And lying in a
cave, concealed with care, he imitated the _boo-oo-oo_ of a
falling stream with quaint and wondrous skill. And there he lay, and no
man wist thereof.
But verily the wicked one is caught in his own snare, and even so it
befell Master Lox. For as he hid, the water above, having gathered to a
great lake, burst the dam, so that it all came down upon him at once
and drowned him; nor was there any great weeping for him that ever I
heard of. So here he passes out of this story, and does not come into
it again. But whether he went for good and all out of this life is
doubtful, since I find him living again in so many rare, strange
histories that it has become a proverb that Lox never dies.

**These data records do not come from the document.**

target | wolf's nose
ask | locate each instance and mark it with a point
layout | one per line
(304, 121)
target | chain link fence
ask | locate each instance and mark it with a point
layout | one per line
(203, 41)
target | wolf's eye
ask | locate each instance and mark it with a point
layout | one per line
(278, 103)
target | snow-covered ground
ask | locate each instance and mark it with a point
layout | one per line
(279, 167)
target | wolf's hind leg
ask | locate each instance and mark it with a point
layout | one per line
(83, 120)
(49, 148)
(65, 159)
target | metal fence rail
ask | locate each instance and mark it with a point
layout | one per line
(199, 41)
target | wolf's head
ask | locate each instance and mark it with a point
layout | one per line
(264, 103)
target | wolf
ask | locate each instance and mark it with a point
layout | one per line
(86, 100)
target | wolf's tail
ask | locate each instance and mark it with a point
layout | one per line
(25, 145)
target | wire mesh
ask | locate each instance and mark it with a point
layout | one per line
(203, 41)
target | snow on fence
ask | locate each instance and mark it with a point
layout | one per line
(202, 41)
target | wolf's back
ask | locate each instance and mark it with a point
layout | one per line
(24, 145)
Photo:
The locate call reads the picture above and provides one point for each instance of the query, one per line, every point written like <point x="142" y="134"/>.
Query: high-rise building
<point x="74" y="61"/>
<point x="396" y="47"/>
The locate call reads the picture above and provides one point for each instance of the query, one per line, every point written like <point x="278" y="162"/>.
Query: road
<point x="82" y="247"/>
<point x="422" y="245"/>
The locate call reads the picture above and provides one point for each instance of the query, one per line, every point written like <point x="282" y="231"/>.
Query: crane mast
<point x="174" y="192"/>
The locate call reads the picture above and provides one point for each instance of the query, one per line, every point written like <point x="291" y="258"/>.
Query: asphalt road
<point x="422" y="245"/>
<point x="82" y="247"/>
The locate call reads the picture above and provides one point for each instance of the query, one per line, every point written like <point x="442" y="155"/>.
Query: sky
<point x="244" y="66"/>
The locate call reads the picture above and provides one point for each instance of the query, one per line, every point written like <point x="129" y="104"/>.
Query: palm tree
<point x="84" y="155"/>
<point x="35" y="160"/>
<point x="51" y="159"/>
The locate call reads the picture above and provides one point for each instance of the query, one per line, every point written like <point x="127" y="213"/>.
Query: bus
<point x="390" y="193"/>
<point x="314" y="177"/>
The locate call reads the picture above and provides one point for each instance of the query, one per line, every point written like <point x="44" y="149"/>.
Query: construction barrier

Now the tale returns to the two little Weasels, or Ermines, or
Water-Maids, poor souls, who had such a hard life! And it happened
that, fleeing from Master Lox, they came at evening to a deserted
village, and entered a wigwam to pass the night. But the elder, being
the wiser, and somewhat of a witch in the bud, mistrusted the place,
deeming it not so empty as it seemed. And beholding by the door, lying
on the ground, the Neckbone of a man or some other animal, she warned
her sister that she should in nowise offend it or treat it lightly, to
which the younger replied by giving it a kick which sent it flying, and
by otherwise treating it with scorn and disdain.